В нашем городе во всех магазинах имелись задние комнаты, нередко полутемные, освещаемые либо сверху фонарем, либо стеклянной дверью, смотревшей на двор. Там жили хозяева победнее, ремесленники, мелкие лавочники, а более зажиточные снимали отдельные квартиры, и тогда в задних комнатах устраивались склады, мастерские, а то ночевали там холостые подмастерья или приказчики.
Была такая комната и позади магазина Чемадуровой, с окном, выходящим в парадный ход самой владелицы дома, с подполом (до Чемадуровой магазин принадлежал виноторговцу), и там-то поселилась семья приезжих Сосновиков: Чемадурова приютила ее по просьбе Антона Васильевича.
Одни мужчины нравятся только мужчинам, другие - и мужчинам и женщинам, третьи - только женщинам. Вольф Сосновик относился к третьему типу. Женщины любили его, потому что чувствовали, что он любит их, и только их. Его круглые глаза, щегольские, чуть рыжеватые усы, постоянная веселость, здоровая, хорошо одетая плоть сулили им одну лишь радость, легкость жизни без ее нудных забот, семейных сцен, болезней, безденежья. Такие мужчины обычно очень плохие отцы и мужья, но их обожают и жены и дети. Люди они большей частью пустые, но среди женщин, даже некрасивых, они умнеют, по-настоящему умнеют, обмана здесь нет.
Застенчивая Фрида Сосновик беззаветно любила своего мужа.

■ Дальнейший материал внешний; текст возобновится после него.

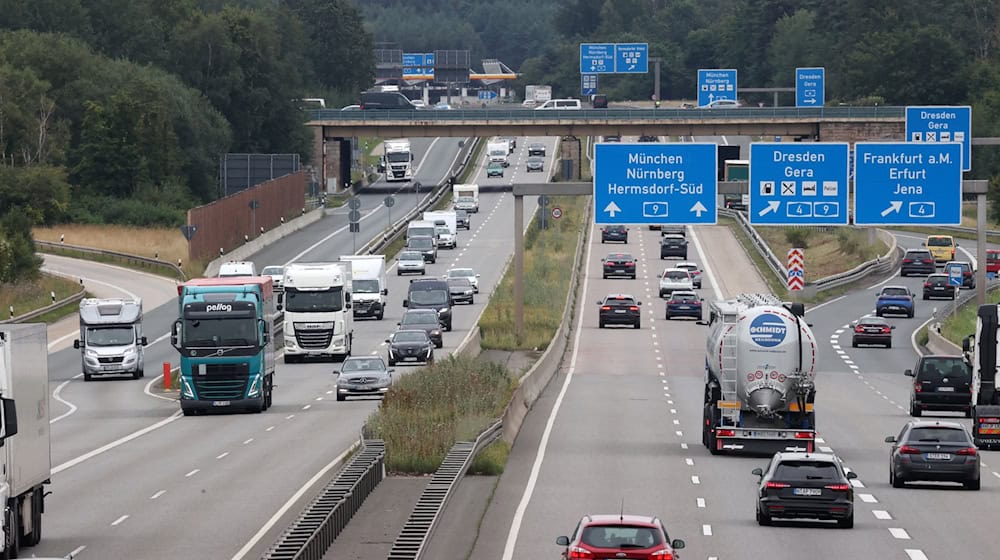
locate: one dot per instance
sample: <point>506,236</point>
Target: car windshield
<point>620,536</point>
<point>806,470</point>
<point>938,434</point>
<point>363,364</point>
<point>110,336</point>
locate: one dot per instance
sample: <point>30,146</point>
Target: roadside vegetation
<point>425,412</point>
<point>548,261</point>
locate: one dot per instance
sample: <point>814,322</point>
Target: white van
<point>559,104</point>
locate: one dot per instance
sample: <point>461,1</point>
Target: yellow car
<point>942,247</point>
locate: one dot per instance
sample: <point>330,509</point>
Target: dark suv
<point>619,264</point>
<point>940,383</point>
<point>614,233</point>
<point>619,309</point>
<point>673,245</point>
<point>917,261</point>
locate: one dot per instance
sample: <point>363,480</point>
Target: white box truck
<point>369,285</point>
<point>466,197</point>
<point>316,302</point>
<point>24,434</point>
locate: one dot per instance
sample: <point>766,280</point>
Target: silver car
<point>410,262</point>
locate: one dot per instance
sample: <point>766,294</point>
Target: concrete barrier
<point>244,251</point>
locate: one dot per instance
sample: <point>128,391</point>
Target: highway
<point>253,471</point>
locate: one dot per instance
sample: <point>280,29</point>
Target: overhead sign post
<point>937,123</point>
<point>798,183</point>
<point>655,183</point>
<point>907,183</point>
<point>716,84</point>
<point>810,87</point>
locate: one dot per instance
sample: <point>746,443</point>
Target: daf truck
<point>369,285</point>
<point>398,160</point>
<point>759,377</point>
<point>111,337</point>
<point>25,447</point>
<point>316,303</point>
<point>224,337</point>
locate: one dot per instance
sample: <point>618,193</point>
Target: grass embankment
<point>548,263</point>
<point>165,244</point>
<point>423,414</point>
<point>27,296</point>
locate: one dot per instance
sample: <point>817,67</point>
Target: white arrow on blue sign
<point>798,183</point>
<point>655,183</point>
<point>907,183</point>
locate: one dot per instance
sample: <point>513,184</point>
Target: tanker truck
<point>759,377</point>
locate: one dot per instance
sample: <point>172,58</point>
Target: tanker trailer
<point>759,377</point>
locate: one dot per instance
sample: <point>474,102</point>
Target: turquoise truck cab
<point>224,336</point>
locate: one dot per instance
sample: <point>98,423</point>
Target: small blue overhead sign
<point>907,183</point>
<point>796,184</point>
<point>810,87</point>
<point>936,123</point>
<point>716,84</point>
<point>655,183</point>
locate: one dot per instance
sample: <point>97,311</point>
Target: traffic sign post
<point>937,123</point>
<point>810,87</point>
<point>796,184</point>
<point>716,84</point>
<point>907,183</point>
<point>655,183</point>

Она была умнее Вольфа и понимала это, но свой ум она считала слабостью, а пустоту Вольфа - силой. Она не хотела уезжать из Петрограда, у нее были дурные предчувствия, но разве она могла пойти наперекор Вольфу? А он рвался на юг, к французам.
Безропотно переносила Фрида тяжесть дороги, долгой, иногда опасной, духоту зеленого вагона (ей, беспомощной, с раздутым животом, приходилось особенно трудно), безропотно переносила жизнь в сырой, полутемной комнате.

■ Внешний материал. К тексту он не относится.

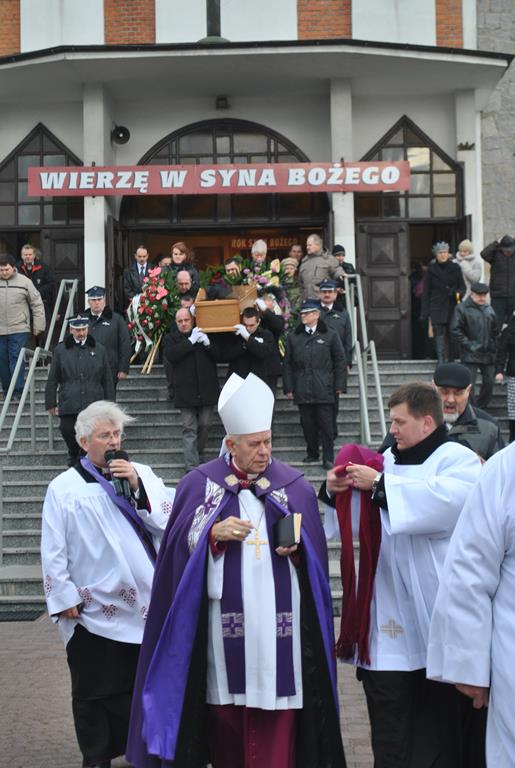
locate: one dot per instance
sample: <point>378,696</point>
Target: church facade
<point>223,82</point>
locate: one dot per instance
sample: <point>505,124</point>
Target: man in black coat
<point>474,328</point>
<point>41,276</point>
<point>109,329</point>
<point>192,355</point>
<point>501,256</point>
<point>313,375</point>
<point>78,376</point>
<point>134,275</point>
<point>252,349</point>
<point>444,287</point>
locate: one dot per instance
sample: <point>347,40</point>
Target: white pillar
<point>97,149</point>
<point>341,146</point>
<point>468,132</point>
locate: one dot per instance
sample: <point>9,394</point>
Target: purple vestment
<point>179,583</point>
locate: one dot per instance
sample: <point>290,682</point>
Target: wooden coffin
<point>223,314</point>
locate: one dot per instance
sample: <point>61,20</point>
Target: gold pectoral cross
<point>256,542</point>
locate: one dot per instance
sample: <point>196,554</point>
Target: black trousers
<point>418,723</point>
<point>317,422</point>
<point>67,427</point>
<point>482,399</point>
<point>102,675</point>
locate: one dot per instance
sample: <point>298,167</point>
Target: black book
<point>287,530</point>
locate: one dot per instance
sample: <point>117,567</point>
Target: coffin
<point>223,314</point>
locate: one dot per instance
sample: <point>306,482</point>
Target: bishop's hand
<point>232,529</point>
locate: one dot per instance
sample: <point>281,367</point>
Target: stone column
<point>341,146</point>
<point>97,123</point>
<point>468,137</point>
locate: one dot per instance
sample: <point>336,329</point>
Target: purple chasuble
<point>179,586</point>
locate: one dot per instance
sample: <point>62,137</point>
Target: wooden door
<point>383,261</point>
<point>63,251</point>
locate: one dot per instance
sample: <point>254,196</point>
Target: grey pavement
<point>36,726</point>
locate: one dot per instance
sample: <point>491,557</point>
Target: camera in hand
<point>120,484</point>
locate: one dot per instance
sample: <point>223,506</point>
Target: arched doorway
<point>395,232</point>
<point>219,225</point>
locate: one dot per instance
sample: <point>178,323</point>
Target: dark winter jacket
<point>110,330</point>
<point>505,360</point>
<point>314,365</point>
<point>81,374</point>
<point>475,329</point>
<point>132,284</point>
<point>42,279</point>
<point>475,429</point>
<point>339,320</point>
<point>443,284</point>
<point>259,354</point>
<point>193,370</point>
<point>502,270</point>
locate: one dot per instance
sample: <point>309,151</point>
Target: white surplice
<point>92,556</point>
<point>472,638</point>
<point>258,595</point>
<point>424,503</point>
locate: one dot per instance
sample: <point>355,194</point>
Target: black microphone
<point>120,484</point>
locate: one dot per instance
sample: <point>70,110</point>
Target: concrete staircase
<point>154,439</point>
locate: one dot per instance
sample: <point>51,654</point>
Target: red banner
<point>217,179</point>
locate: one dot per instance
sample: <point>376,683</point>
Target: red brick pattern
<point>449,23</point>
<point>129,22</point>
<point>319,19</point>
<point>9,27</point>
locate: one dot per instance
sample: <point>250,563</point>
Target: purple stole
<point>233,618</point>
<point>125,508</point>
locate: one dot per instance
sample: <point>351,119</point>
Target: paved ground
<point>36,728</point>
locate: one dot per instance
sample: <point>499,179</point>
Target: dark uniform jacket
<point>442,282</point>
<point>110,330</point>
<point>502,270</point>
<point>475,329</point>
<point>132,284</point>
<point>505,360</point>
<point>193,369</point>
<point>81,374</point>
<point>42,279</point>
<point>475,429</point>
<point>314,365</point>
<point>259,354</point>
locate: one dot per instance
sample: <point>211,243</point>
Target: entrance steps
<point>155,439</point>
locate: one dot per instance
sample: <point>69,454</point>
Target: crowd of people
<point>216,643</point>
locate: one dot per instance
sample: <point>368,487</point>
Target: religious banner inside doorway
<point>218,179</point>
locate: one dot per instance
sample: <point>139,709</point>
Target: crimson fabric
<point>355,614</point>
<point>244,737</point>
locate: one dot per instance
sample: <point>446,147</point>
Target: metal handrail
<point>363,350</point>
<point>34,355</point>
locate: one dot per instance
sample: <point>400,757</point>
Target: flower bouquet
<point>151,314</point>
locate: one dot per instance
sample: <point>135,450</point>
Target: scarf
<point>355,614</point>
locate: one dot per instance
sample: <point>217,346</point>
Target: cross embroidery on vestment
<point>392,629</point>
<point>233,625</point>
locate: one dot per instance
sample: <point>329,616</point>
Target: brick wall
<point>449,23</point>
<point>9,27</point>
<point>129,21</point>
<point>318,19</point>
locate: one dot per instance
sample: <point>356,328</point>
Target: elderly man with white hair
<point>102,524</point>
<point>229,674</point>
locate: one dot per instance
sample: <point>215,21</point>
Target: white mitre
<point>246,405</point>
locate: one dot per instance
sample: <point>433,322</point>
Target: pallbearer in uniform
<point>229,674</point>
<point>101,529</point>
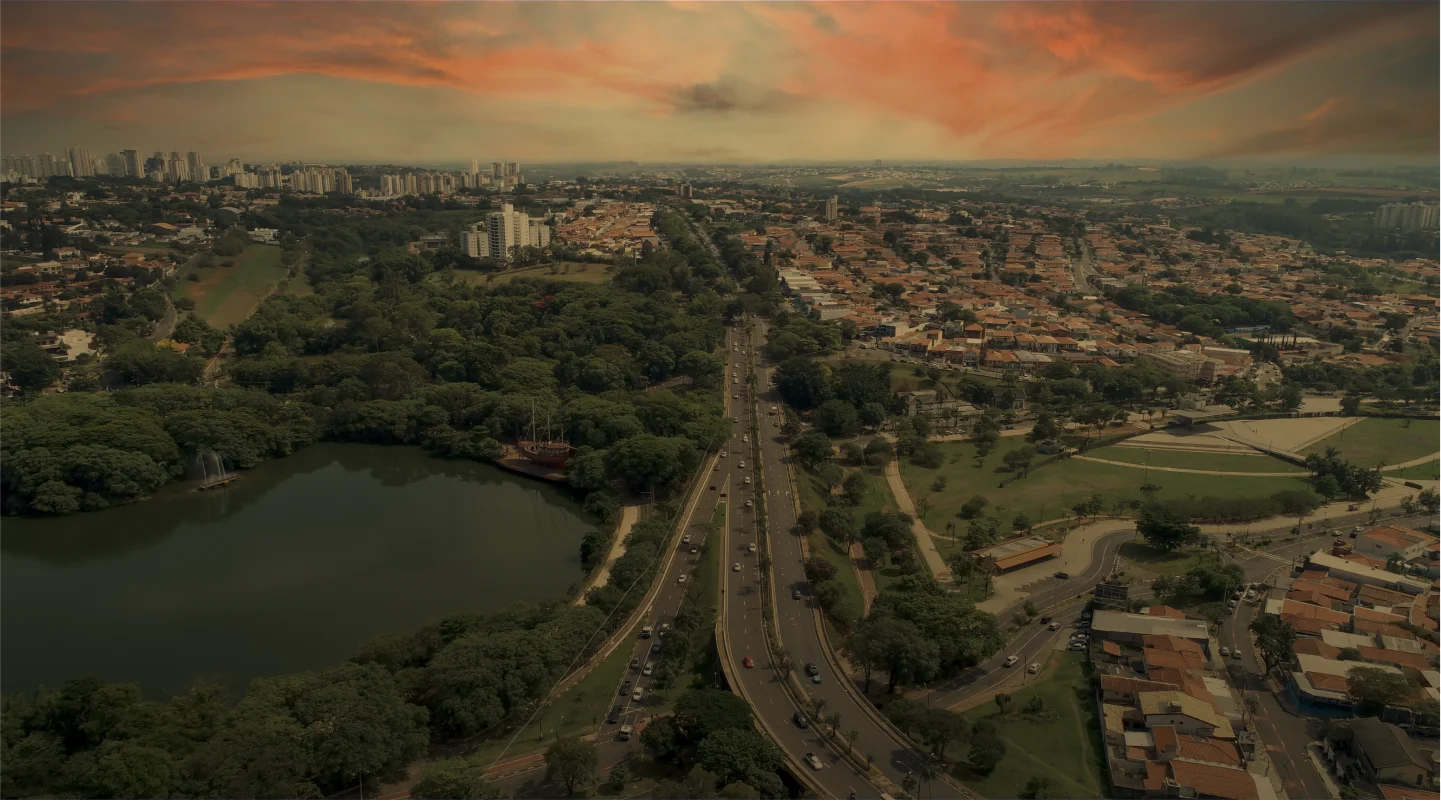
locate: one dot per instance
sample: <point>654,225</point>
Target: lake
<point>290,569</point>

Она не любила свое временное жилье со ржавым засовом на дверях, ведущих в магазин, окно с решеткой, гул шагов и стук дверей парадного хода, куда выходило это окно, и большую часть времени проводила на дворе. На дворе она и готовила. Над шведской плитой поднимался, властно распространяясь, запах жидкого гусиного сала, фаршированной рыбы, хрена - дразнящий, вкусный запах еды изгнания.

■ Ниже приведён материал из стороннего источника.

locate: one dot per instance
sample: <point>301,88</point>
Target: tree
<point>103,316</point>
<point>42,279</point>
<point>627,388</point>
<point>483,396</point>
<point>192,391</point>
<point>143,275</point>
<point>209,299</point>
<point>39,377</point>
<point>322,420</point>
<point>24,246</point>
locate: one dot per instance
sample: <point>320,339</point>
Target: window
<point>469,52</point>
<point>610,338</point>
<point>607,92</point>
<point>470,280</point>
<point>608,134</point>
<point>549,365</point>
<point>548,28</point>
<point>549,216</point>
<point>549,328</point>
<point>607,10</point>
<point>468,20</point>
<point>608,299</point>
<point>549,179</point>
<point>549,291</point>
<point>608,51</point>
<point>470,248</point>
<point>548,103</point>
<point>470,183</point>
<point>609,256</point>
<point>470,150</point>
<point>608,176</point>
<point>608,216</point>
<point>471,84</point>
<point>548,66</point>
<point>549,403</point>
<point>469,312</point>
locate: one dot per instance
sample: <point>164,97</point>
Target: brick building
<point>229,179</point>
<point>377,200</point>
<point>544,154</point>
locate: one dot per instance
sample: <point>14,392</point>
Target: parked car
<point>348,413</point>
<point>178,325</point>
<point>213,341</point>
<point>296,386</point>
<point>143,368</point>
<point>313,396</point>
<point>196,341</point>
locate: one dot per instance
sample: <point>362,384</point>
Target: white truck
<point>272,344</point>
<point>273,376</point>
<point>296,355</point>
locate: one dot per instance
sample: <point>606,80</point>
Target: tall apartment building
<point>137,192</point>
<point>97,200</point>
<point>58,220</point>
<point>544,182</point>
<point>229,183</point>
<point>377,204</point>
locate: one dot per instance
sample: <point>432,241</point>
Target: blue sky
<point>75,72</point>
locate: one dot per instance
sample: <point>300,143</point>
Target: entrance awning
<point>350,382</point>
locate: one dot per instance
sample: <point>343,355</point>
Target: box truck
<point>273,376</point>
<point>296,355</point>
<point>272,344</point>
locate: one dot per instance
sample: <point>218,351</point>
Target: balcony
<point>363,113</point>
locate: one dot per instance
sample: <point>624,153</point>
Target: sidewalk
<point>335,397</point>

Еля, ее девочка, страдала детским параличом. Ее ножки были одеты в гипсовые бандажи, коричневые, с блестящими крючочками для шнурков. Она почти всегда сидела на дворе рядом с матерью на низкой складной скамеечке с парусиновым сиденьем, читала или мыла куклу в игрушечном корыте. Эта начитанная девятилетняя девочка почему-то любила возиться с куклой. Больно было на них смотреть, когда они шли к дворовому крану, мать - с ведром, Еля - с красным в синюю каемку ведерком, шли переваливаясь, слабые, одна - с восьмимесячным животом, другая - на кривых гипсовых ножках.
В доме у них был достаток. Говорили, что зубной техник вывез из Петрограда золото, что он ходит на черную биржу в наш Пале-Рояль, что скоро эта семья переедет в хорошую квартиру. По словам Вольфа, в Петрограде они жили отлично. У него было нечто вроде чиновничьей шинели с пелеринкой (как у Гоголя, а, не правда ли?), и он рассказывал, блистая круглыми глазами и золотом зубов, как, бывало, выйдет он, Вольф Сосновик (такой, каким вы меня видите!), на Невский, кликнет ваньку, скажет: "Поди!" - и полетит, а кругом снег, вежливые городовые, газовые фонари... Миша Лоренц слушал его с восторгом, но однажды Вольф вынул при нем свои золотые зубы и опустил их в граненый стаканчик. Миша испугался, в этом было что-то нечеловеческое, и долгое время он с пугливым трепетом смотрел на пустого болтуна Вольфа Сосновика.